Claro que no, si seguía tomando los medicamentos y no volvía a encontrarse en las mismas circunstancias que lo habían desquiciado. Por supuesto, esas circunstancias seguían ahí, de modo que no era fácil ser optimista sobre las posibilidades reales de nadie fuera del hospital.

Los pacientes se marchaban. Los pacientes volvían. Un bumerang de locura.

Francis intentaba escuchar todas las palabras pronunciadas y observar las caras de los pacientes, los médicos, los padres, hermanos o primos que se levantaban para hablar. En su interior sólo sentía agitación y caos. Sus voces le gritaban que se fuera. Insistentes, chillonas, suplicantes; todas igual de firmes, casi histéricas en su deseo. Era como estar atrapado en el foso de una orquesta horrorosa, en la que todos los instrumentos sonaban cada vez con más fuerza y más desafinados.

Sabía por qué. De vez en cuando, cerraba los ojos para descansar un poco. Pero no le servía de mucho. Seguía sudando y notando tensos los músculos de todo el cuerpo. Le sorprendía que todavía nadie se hubiera percatado de la lucha en que se debatía. Creía que cualquiera que lo mirara de verdad vería de inmediato que estaba al borde de un ataque de nervios.

Inspiró con fuerza, pero le faltaba el aire.

«¿Por qué no lo ven? El ángel se esconde en el hospital. Para matar, necesita poder ir y venir.»

Miró al tribunal y se recordó que ésa era la puerta de salida. Dirigió una rápida mirada a los familiares y amigos que rodeaban a los pacientes.

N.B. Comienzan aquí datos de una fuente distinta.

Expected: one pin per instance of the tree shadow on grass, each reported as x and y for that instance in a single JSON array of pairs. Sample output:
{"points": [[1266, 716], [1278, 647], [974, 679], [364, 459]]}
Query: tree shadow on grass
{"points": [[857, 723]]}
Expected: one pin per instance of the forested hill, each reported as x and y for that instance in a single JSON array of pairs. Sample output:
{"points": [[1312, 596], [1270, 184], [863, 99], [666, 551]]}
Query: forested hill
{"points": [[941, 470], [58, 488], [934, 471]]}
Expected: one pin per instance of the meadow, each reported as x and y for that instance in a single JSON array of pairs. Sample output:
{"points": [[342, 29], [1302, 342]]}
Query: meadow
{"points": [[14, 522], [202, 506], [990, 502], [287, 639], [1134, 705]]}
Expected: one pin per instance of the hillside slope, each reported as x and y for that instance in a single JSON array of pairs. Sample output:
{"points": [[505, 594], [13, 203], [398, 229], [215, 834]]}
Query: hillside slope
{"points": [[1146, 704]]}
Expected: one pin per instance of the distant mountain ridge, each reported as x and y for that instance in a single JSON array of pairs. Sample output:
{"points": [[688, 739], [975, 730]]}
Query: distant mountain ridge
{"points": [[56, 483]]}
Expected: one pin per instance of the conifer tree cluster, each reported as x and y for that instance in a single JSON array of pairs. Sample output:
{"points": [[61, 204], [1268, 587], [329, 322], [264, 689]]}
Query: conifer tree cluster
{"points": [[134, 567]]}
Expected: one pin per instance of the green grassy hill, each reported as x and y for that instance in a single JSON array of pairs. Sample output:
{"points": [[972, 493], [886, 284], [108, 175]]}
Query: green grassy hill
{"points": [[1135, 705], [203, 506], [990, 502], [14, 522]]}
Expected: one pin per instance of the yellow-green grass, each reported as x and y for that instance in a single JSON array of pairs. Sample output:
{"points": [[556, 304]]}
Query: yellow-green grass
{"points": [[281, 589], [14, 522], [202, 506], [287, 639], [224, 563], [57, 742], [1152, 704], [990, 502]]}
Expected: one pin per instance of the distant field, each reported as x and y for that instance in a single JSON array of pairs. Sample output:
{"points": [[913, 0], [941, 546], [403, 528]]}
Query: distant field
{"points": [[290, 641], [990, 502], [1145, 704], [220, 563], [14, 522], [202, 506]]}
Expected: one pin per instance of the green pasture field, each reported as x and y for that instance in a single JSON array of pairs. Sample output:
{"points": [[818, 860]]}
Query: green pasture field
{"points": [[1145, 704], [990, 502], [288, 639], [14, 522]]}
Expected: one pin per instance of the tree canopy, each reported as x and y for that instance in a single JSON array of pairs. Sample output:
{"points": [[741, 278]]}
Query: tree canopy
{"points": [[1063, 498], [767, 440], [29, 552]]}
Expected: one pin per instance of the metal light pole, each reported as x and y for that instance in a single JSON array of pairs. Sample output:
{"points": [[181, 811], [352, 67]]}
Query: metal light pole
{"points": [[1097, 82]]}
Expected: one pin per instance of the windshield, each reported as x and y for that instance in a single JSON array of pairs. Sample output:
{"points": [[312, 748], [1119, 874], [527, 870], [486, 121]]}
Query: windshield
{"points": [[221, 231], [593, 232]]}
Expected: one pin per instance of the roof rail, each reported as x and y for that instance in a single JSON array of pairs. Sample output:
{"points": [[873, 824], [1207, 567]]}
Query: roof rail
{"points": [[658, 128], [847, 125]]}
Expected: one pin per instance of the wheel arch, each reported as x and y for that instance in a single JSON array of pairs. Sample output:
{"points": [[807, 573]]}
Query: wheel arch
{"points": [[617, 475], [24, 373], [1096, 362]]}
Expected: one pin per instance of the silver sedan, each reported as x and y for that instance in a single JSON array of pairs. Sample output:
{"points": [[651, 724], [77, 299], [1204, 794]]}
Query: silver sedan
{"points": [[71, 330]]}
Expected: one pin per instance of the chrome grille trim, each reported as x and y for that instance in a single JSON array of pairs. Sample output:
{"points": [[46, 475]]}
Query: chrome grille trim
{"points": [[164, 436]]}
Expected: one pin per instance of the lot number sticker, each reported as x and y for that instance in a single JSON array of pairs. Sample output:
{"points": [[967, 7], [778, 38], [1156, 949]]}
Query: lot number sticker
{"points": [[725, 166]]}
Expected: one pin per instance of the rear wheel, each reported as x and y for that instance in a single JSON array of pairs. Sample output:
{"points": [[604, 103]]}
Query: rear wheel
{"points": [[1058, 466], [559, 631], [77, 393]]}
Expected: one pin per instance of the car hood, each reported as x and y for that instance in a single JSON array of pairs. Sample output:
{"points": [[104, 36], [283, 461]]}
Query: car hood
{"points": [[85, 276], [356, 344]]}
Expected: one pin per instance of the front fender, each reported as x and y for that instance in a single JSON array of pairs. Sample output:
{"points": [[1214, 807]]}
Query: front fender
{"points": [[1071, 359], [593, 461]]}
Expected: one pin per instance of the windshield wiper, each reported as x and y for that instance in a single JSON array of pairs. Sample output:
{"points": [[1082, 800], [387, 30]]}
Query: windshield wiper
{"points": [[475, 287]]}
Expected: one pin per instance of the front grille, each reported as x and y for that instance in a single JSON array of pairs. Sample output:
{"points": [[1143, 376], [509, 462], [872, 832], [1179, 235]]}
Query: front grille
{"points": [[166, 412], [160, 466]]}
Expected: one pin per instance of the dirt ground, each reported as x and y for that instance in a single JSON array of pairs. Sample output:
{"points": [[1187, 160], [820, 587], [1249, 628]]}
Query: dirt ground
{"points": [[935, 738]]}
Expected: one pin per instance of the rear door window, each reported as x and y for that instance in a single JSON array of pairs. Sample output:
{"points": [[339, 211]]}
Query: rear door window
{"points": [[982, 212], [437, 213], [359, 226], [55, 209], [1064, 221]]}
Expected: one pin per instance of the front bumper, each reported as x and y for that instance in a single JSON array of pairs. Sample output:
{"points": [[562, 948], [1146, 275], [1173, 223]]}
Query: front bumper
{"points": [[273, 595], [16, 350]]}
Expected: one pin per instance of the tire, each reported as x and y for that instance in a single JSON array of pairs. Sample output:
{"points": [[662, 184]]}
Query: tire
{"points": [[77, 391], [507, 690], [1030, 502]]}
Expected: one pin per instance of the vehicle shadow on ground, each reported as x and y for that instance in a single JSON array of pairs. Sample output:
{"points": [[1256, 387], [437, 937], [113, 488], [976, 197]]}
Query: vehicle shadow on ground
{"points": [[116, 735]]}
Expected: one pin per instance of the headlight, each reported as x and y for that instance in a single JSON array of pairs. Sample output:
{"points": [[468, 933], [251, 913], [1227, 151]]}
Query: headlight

«Todo el mundo cree que el ángel es un asesino solitario. Pero yo sé algo que ellos ignoran: aquí hay alguien que, sabiéndolo o no, lo está ayudando. Sin embargo, ¿por qué mató a Rubita? ¿Por qué atrajo la atención, si aquí estaba a salvo?»

Ni Lucy ni Peter se habían planteado esa pregunta. Sólo él. Sus voces retumbaban en su interior advirtiéndole que no se atreviera a adentrarse en la oscuridad que lo atraía.

«Creen que asesinó a Rubita porque tenía que matar. Puede que sí. Puede que no.» En ese instante se detestó más que nunca. «Tú también podrías ser un asesino.»

Temió haber hablado en voz alta, pero nadie se volvió ni le prestó atención.

Negro Grande había salido un momento, aburrido de la monótona rutina de las vistas. Cuando regresó a la sala, Francis hizo un esfuerzo inmenso por esconder la ansiedad que lo zarandeaba.

– ¿Ya le has cogido el tranquillo, Pajarillo? -susurró el corpulento auxiliar, y se dejó caer en su silla-. ¿Has visto suficiente?

– Todavía no -respondió en voz baja. Lo que aún no había visto era lo que temía y esperaba a la vez.

– Tenemos que volver a Amherst. -Negro Grande se inclinó hacia él para hablarle en susurros-. El día casi ha terminado. Pronto empezarán a buscarte. Esta noche hay programada una sesión de terapia.

– No -medio mintió Francis, porque en realidad no lo sabía con certeza-. El señor Evans la canceló después de todo el alboroto.

– No deberían cancelar las sesiones. -El auxiliar sacudió la cabeza. Hablaba a Francis, pero más a las autoridades del hospital. Levantó los ojos-. Vamos, Pajarillo -dijo-. Tenemos que volver. Sólo quedan un par de vistas y no serán distintas de las que ya has visto.